Я увидел маленькую бутылочку виски, пять унций жидкого золота. За этот мерзавчик Джим хотел с меня десять центов. Разумная цена. Я спросил его, хорош ли этот виски. Джим ответил, что да.

– Самый лучший, – сказал он.

– Заметано. Верю тебе на слово и беру без дальнейших комментариев.

Я протянул ему пятнадцать центов.

– Нет, – сказал он. – Только десять.

– Лишний никель оставь себе. Это чаевые, жест моей персональной доброй воли и братства.

Улыбаясь, он отказывался. Я все равно протягивал монетку, но он лишь отталкивал мою руку и качал головой. Я не понимал, почему он постоянно отказывается от моих чаевых. И дело вовсе не в том, что я их редко предлагал: напротив, я старался давать ему на чай всякий раз; фактически он был единственным человеком, кому я вообще давал на чай.

– Давай не будем, – сказал я. – Я ж тебе говорил: я всегда чаевые даю. Для меня это вопрос принципа. Я – как Хемингуэй. Это моя вторая натура.

Хрюкнув, он взял мелочь и засунул в карман джинсов.

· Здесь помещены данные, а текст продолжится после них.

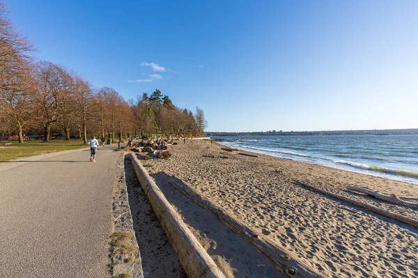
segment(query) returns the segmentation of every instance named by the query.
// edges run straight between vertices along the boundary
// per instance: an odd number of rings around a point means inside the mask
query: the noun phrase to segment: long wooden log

– Джим, ты странный человек: донкихотствующий тип, пропитанный отличными качествами. Ты превосходишь лучшие образцы того, что может предложить толпа. Ты мне нравишься, поскольку разум твой обладает широтой охвата.

От таких слов он засуетился. По нему, так лучше о чем-нибудь другом поговорить. Он откинул со лба волосы, провел ладонью по затылку, пощипал загривок, пытаясь придумать, что бы на это ответить. Я отвинтил колпачок и поднял бутылку.

– Салют! – И отхлебнул. Сам не знаю, зачем я купил этот вискач. Деньги за такое барахло я выложил впервые в жизни. Вкус у виски был отвратительный. Удивительно обнаружить его у себя во рту, но пойло гуда действительно попало и, прежде чем я успел сообразить, заработало на полную мощность, скрежеща по зубам, заползая в глотку, брыкаясь и царапаясь, словно тонущий кошак. Вкус ужасен – точно горелые волосы. Я чувствовал, как виски уже бухнулся вниз, творя у меня в желудке какие-то странные вещи. Я облизал губы.